A recent agreement between the U.S. and South Korea on beef imports has some business leaders thinking the U.S.-South Korea Free Trade Agreement may earn congressional approval soon. They should not get their hopes up. The union-owned Congress currently in power has made it clear they will not be approving any new trade deals this session. Politico outlines some of the reasons why American businesses are so eager to get the deal approved:
The Korea agreement is the most significant trade pact signed by the United States in 15 years, since the North American Free Trade Agreement. And a wide range of the business community supports the pact.

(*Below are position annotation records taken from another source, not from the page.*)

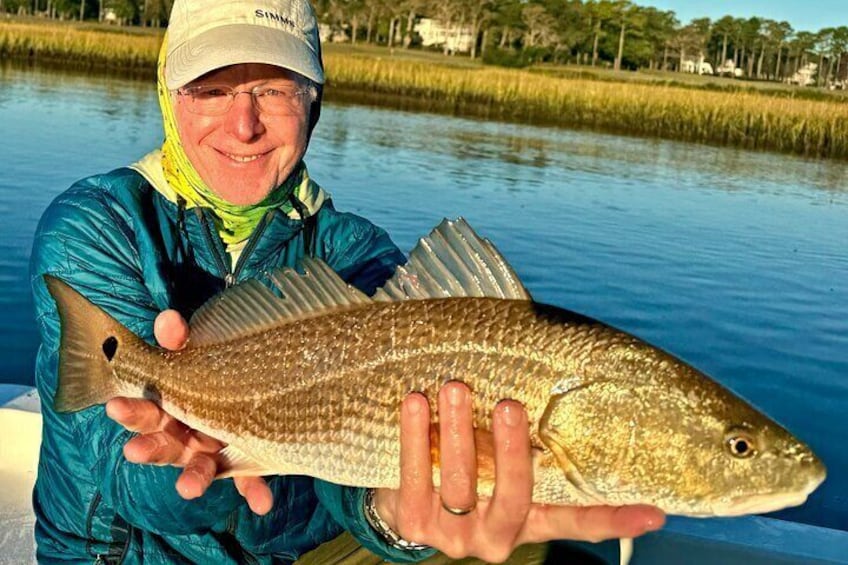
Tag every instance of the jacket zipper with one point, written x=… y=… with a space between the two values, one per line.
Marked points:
x=215 y=247
x=252 y=241
x=88 y=525
x=230 y=277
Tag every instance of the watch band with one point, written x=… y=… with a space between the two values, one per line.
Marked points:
x=379 y=525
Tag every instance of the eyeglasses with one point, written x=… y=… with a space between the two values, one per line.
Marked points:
x=276 y=100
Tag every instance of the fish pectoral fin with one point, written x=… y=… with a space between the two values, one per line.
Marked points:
x=573 y=476
x=233 y=462
x=625 y=550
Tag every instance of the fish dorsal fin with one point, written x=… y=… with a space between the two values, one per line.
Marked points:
x=453 y=261
x=251 y=307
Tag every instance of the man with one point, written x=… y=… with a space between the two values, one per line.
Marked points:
x=227 y=198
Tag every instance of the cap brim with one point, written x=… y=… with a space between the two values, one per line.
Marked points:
x=240 y=43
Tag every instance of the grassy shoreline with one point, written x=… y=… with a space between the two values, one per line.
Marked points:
x=748 y=118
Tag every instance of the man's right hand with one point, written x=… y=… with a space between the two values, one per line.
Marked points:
x=163 y=440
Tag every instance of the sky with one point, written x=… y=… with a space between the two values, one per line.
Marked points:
x=811 y=15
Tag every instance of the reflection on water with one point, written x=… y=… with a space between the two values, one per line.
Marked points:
x=735 y=261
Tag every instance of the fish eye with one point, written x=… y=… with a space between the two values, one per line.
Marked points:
x=110 y=347
x=740 y=444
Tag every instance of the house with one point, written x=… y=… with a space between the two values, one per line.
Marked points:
x=700 y=67
x=455 y=39
x=729 y=68
x=804 y=76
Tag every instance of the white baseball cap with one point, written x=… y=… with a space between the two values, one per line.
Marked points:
x=204 y=35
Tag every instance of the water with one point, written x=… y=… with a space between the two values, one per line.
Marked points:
x=735 y=261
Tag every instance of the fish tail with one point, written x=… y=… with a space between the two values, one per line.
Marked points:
x=90 y=342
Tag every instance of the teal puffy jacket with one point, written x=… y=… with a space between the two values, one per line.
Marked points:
x=134 y=253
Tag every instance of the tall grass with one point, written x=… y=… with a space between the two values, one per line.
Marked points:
x=79 y=46
x=741 y=119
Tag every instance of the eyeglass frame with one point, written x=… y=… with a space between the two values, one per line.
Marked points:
x=308 y=89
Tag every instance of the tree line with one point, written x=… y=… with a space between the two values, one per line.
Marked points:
x=610 y=33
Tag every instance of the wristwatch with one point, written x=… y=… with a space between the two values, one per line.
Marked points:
x=379 y=525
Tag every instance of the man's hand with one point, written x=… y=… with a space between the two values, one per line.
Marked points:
x=453 y=520
x=163 y=440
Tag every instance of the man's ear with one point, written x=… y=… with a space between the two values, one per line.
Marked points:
x=315 y=110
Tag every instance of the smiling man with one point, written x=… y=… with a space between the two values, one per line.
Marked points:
x=228 y=198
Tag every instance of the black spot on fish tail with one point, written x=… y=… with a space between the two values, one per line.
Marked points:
x=110 y=347
x=151 y=392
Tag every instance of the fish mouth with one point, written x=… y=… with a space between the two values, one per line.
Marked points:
x=771 y=502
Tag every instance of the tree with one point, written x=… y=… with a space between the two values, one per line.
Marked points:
x=600 y=12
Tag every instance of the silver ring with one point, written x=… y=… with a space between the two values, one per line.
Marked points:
x=459 y=511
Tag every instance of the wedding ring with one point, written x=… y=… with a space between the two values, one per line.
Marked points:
x=459 y=511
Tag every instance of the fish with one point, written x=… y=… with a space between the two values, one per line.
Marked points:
x=304 y=374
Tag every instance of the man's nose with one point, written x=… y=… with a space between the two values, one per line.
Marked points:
x=242 y=119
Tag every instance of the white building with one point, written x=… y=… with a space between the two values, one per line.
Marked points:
x=729 y=68
x=700 y=67
x=455 y=40
x=804 y=76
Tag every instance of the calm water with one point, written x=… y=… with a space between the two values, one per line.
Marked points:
x=735 y=261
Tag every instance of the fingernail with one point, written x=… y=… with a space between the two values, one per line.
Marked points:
x=511 y=414
x=146 y=443
x=456 y=395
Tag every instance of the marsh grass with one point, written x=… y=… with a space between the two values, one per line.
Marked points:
x=79 y=45
x=744 y=118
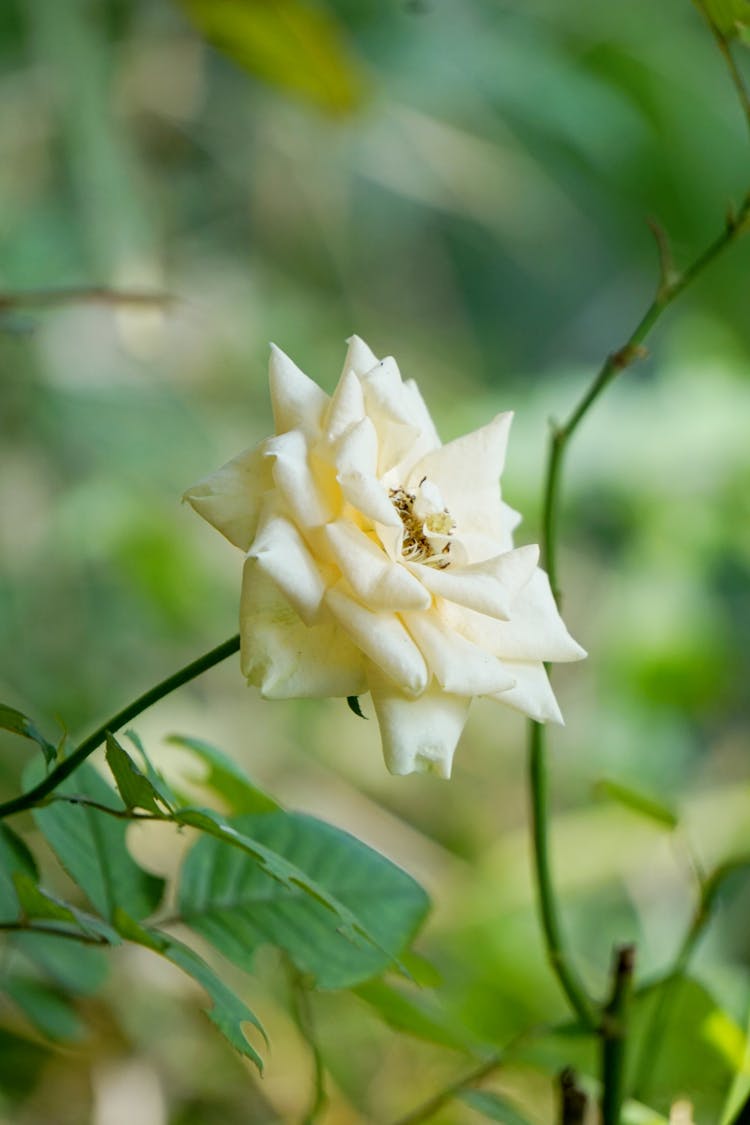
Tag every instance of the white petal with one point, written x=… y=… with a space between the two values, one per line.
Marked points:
x=286 y=658
x=382 y=638
x=467 y=471
x=282 y=555
x=534 y=632
x=418 y=736
x=231 y=497
x=459 y=666
x=296 y=480
x=346 y=405
x=375 y=579
x=359 y=358
x=532 y=693
x=355 y=457
x=298 y=402
x=488 y=587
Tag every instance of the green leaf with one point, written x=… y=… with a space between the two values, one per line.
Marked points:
x=91 y=847
x=157 y=781
x=20 y=1064
x=642 y=803
x=289 y=43
x=38 y=903
x=15 y=858
x=10 y=719
x=493 y=1106
x=78 y=969
x=353 y=702
x=413 y=1016
x=225 y=779
x=133 y=785
x=45 y=1008
x=228 y=1011
x=308 y=888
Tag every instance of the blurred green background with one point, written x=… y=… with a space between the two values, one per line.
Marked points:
x=466 y=183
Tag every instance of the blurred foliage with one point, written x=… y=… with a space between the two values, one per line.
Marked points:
x=477 y=206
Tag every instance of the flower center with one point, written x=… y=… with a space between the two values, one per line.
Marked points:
x=427 y=525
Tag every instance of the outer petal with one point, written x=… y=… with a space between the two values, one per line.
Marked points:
x=295 y=479
x=283 y=556
x=298 y=403
x=532 y=693
x=458 y=665
x=382 y=638
x=376 y=581
x=418 y=736
x=286 y=658
x=489 y=587
x=346 y=405
x=534 y=632
x=360 y=359
x=231 y=497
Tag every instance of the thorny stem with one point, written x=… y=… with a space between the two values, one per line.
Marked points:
x=65 y=767
x=671 y=285
x=614 y=1035
x=653 y=1032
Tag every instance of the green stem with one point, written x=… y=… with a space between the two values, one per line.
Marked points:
x=559 y=961
x=303 y=1014
x=614 y=1036
x=632 y=350
x=439 y=1100
x=89 y=745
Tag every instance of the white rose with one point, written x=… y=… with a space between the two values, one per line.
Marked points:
x=379 y=559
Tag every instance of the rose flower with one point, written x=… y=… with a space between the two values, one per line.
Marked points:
x=379 y=559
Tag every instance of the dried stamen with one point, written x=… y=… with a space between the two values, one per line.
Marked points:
x=416 y=546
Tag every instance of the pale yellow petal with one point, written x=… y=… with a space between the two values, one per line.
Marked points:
x=292 y=474
x=534 y=632
x=231 y=498
x=346 y=406
x=532 y=693
x=360 y=359
x=382 y=638
x=490 y=587
x=283 y=556
x=459 y=666
x=298 y=402
x=285 y=657
x=375 y=579
x=418 y=736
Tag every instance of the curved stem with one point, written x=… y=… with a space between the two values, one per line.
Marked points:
x=556 y=952
x=89 y=745
x=670 y=288
x=614 y=1035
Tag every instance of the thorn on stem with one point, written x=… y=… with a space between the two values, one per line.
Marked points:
x=574 y=1100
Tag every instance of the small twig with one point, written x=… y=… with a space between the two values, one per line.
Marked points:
x=574 y=1100
x=724 y=47
x=614 y=1035
x=87 y=295
x=428 y=1108
x=120 y=813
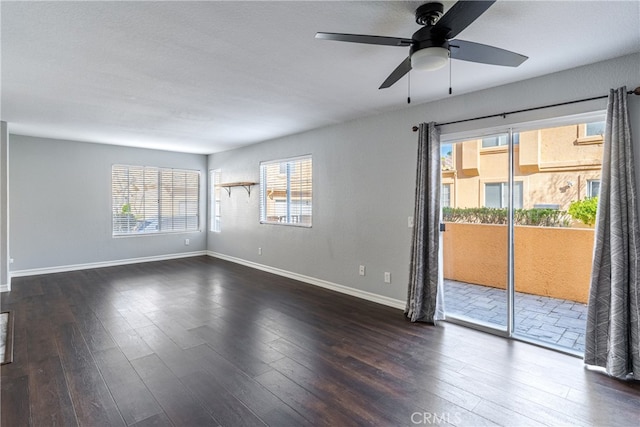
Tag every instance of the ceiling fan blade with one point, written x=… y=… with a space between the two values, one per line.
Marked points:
x=361 y=38
x=485 y=54
x=397 y=74
x=460 y=16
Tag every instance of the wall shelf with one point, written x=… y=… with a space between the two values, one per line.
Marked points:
x=245 y=184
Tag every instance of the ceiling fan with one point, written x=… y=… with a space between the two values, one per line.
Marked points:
x=432 y=45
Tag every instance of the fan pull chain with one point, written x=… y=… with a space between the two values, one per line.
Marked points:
x=450 y=66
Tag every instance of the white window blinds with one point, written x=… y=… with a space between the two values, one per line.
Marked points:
x=286 y=191
x=154 y=200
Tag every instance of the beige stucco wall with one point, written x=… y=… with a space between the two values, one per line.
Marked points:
x=553 y=164
x=553 y=262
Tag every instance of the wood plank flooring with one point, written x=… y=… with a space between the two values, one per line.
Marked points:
x=204 y=342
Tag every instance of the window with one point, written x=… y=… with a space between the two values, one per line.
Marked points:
x=496 y=195
x=216 y=191
x=154 y=200
x=445 y=196
x=595 y=129
x=446 y=157
x=593 y=187
x=500 y=140
x=286 y=191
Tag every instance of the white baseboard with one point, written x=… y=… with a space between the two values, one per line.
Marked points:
x=74 y=267
x=369 y=296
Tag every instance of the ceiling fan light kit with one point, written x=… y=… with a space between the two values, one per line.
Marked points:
x=430 y=59
x=431 y=47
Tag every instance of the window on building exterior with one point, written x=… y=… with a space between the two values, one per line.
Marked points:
x=286 y=191
x=593 y=188
x=595 y=129
x=154 y=200
x=216 y=192
x=499 y=140
x=496 y=195
x=445 y=196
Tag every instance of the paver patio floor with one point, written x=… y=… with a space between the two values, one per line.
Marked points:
x=551 y=320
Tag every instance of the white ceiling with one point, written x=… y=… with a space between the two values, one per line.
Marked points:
x=203 y=77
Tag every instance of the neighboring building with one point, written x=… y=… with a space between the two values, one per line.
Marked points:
x=553 y=167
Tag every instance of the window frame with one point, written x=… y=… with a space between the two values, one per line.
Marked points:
x=263 y=218
x=590 y=185
x=182 y=203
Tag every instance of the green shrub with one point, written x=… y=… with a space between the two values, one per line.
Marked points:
x=534 y=217
x=584 y=210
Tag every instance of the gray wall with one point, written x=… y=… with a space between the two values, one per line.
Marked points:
x=60 y=204
x=364 y=178
x=5 y=279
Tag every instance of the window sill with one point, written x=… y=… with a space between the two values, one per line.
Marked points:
x=590 y=140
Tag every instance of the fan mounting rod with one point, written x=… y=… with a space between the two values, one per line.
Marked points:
x=429 y=13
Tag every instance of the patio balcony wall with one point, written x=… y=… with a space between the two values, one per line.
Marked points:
x=549 y=261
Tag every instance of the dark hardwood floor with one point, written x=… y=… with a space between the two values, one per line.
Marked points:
x=203 y=342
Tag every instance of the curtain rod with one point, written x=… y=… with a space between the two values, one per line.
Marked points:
x=636 y=91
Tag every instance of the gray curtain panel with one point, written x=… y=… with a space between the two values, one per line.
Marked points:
x=613 y=318
x=424 y=297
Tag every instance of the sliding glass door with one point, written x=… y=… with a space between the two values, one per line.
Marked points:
x=475 y=182
x=518 y=209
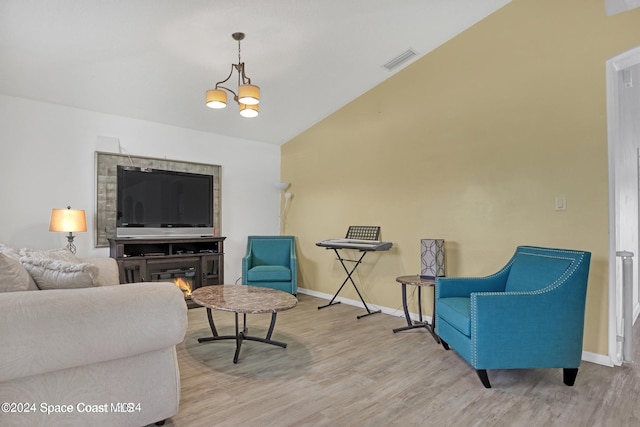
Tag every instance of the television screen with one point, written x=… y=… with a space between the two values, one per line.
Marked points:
x=160 y=199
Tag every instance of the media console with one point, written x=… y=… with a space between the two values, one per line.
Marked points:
x=200 y=260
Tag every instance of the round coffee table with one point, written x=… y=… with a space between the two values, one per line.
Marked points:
x=246 y=300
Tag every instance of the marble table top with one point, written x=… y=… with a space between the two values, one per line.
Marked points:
x=243 y=299
x=415 y=280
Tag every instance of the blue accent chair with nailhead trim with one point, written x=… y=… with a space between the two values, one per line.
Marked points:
x=270 y=262
x=530 y=314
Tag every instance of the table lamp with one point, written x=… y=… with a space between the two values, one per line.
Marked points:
x=433 y=264
x=68 y=220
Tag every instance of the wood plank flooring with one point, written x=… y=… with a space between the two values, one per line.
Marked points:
x=341 y=371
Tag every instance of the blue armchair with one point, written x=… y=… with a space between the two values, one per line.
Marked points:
x=271 y=262
x=530 y=314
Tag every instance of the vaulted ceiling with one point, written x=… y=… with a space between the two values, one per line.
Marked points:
x=154 y=59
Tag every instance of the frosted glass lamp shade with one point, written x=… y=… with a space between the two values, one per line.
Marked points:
x=216 y=98
x=248 y=94
x=68 y=220
x=249 y=111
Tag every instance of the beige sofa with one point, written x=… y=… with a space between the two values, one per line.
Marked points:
x=92 y=356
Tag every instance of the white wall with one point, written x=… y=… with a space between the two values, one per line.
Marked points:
x=47 y=160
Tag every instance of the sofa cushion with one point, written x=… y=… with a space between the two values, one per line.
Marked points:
x=531 y=272
x=13 y=276
x=61 y=254
x=55 y=274
x=269 y=273
x=9 y=251
x=457 y=312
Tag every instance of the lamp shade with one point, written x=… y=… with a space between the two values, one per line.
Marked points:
x=68 y=220
x=249 y=111
x=433 y=261
x=216 y=98
x=248 y=94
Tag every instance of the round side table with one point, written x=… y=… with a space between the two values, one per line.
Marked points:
x=416 y=280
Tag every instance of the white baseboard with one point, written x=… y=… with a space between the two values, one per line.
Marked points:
x=587 y=356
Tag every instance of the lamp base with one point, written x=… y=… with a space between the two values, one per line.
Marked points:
x=70 y=245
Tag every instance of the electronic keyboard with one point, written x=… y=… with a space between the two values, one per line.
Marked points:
x=359 y=244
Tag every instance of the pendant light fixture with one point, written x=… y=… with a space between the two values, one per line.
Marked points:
x=247 y=95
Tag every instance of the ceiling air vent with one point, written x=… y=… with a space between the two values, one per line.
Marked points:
x=400 y=59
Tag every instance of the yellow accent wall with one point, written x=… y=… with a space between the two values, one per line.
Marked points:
x=472 y=143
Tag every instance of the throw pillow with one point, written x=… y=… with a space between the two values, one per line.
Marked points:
x=56 y=274
x=13 y=276
x=62 y=254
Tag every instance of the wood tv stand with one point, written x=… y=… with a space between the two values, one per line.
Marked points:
x=147 y=259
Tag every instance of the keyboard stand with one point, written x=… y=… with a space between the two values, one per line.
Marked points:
x=349 y=278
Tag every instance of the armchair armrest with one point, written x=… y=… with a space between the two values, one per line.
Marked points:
x=447 y=287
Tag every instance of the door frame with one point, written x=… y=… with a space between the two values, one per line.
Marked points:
x=614 y=75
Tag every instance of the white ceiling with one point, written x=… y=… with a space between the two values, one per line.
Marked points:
x=154 y=59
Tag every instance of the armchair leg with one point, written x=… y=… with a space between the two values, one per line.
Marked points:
x=569 y=376
x=482 y=374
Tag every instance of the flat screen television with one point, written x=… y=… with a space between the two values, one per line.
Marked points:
x=161 y=203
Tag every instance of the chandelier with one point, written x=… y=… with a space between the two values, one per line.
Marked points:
x=247 y=95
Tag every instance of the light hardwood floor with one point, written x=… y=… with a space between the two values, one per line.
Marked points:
x=341 y=371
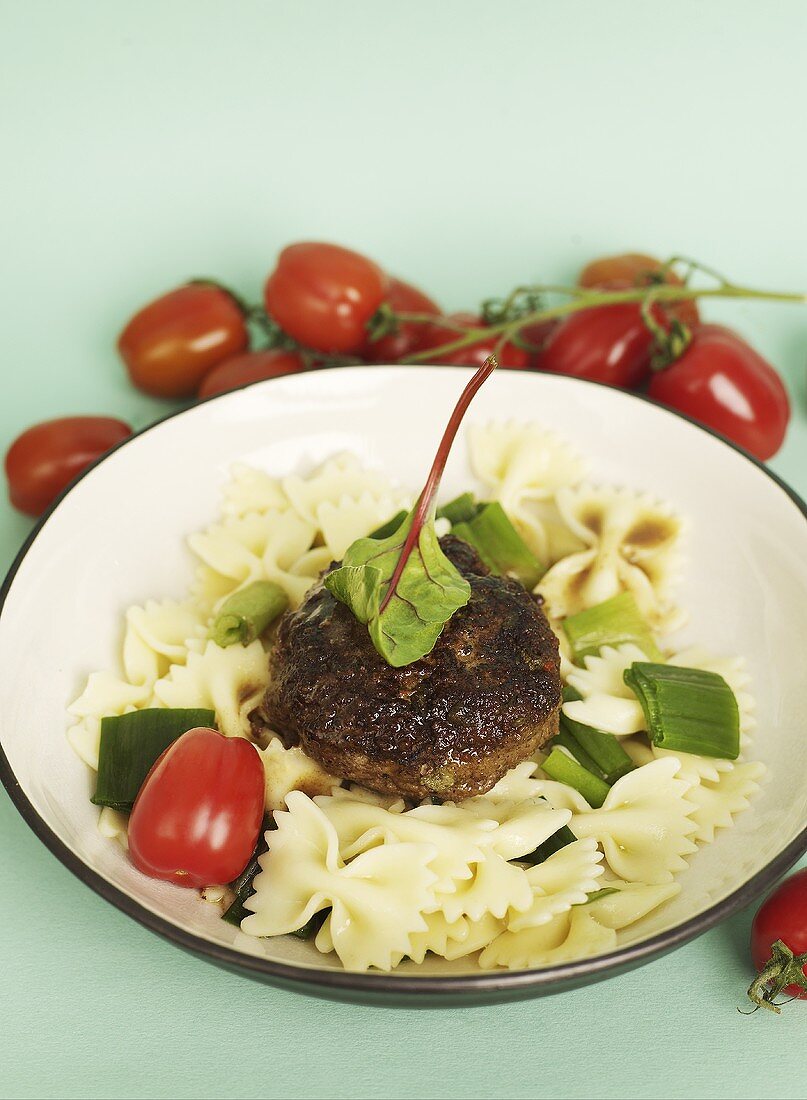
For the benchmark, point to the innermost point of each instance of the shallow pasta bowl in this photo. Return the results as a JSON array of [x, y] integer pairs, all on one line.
[[117, 538]]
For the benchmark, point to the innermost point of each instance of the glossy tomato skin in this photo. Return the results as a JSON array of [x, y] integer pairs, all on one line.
[[636, 268], [251, 366], [198, 815], [783, 915], [725, 384], [410, 337], [172, 343], [609, 343], [323, 295], [44, 459], [510, 355]]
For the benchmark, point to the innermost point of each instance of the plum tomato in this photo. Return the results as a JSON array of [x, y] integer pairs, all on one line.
[[721, 382], [510, 355], [634, 268], [44, 459], [605, 343], [323, 296], [410, 336], [198, 815], [172, 343], [782, 919], [251, 366]]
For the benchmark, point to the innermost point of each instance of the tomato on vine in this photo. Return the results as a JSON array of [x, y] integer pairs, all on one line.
[[721, 382], [173, 342], [323, 296]]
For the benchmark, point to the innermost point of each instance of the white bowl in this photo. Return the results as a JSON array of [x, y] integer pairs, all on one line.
[[117, 538]]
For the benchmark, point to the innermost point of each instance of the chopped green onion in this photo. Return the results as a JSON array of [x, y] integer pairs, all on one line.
[[612, 623], [242, 886], [462, 509], [499, 545], [130, 746], [567, 741], [609, 758], [562, 838], [247, 613], [564, 769], [687, 710], [389, 528]]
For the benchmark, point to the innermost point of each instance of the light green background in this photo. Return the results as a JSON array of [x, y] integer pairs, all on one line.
[[467, 146]]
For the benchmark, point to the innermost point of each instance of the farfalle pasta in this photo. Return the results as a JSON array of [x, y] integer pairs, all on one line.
[[530, 873]]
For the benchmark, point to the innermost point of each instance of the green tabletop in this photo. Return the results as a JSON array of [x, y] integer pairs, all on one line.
[[467, 146]]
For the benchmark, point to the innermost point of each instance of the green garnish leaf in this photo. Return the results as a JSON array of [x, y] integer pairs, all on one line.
[[247, 613], [461, 509], [564, 769], [402, 586], [389, 528], [130, 746], [687, 710], [612, 623], [428, 592], [499, 545]]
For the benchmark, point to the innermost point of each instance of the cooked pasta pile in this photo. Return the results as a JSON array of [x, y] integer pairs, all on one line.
[[398, 881]]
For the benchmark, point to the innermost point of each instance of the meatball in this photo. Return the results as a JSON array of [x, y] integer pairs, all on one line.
[[449, 725]]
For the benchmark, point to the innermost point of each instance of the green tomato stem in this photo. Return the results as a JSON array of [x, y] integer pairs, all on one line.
[[583, 298]]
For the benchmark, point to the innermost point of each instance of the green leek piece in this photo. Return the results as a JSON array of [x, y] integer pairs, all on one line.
[[247, 613], [130, 746], [609, 758], [500, 546], [567, 741], [687, 710], [389, 528], [462, 509], [614, 623], [242, 886], [564, 769], [562, 838]]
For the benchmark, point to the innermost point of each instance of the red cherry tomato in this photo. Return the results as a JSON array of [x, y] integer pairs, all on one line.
[[510, 354], [634, 268], [608, 343], [410, 337], [172, 343], [725, 384], [198, 814], [783, 915], [44, 459], [323, 295], [252, 366]]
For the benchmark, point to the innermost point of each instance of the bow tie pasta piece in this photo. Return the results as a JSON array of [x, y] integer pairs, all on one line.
[[361, 826], [229, 681], [251, 490], [104, 694], [338, 479], [252, 548], [288, 770], [522, 465], [376, 900], [156, 637], [563, 880], [718, 801], [351, 518], [733, 671], [607, 703], [644, 825], [633, 545], [567, 937]]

A vast majority of the National Association of Manufacturers’ members, for instance, support the trade pact, said Doug Goudie, director of international trade policy. “It’s really going to benefit them; it’s an excellent opportunity for increased exports.” NAM is part of the Korean trade pact coalition.
The American Farm Bureau supports it, too, estimating the trade pact will increase U.S. agricultural exports to Korea by $1.5 billion a year.
Even though the odds aren’t good for a vote this year, the business community will press lawmakers to pass the Korea deal sooner rather than later, arguing the United States risks losing the economic race to faster competitors. And business leaders warn that other countries are already eyeing similar agreements with Korea.
“We’re living in a highly competitive global economy,” Griffin said. “The sooner we can get it, the more advantageous the position, the more advantageous a position the United States will have in this growing market.”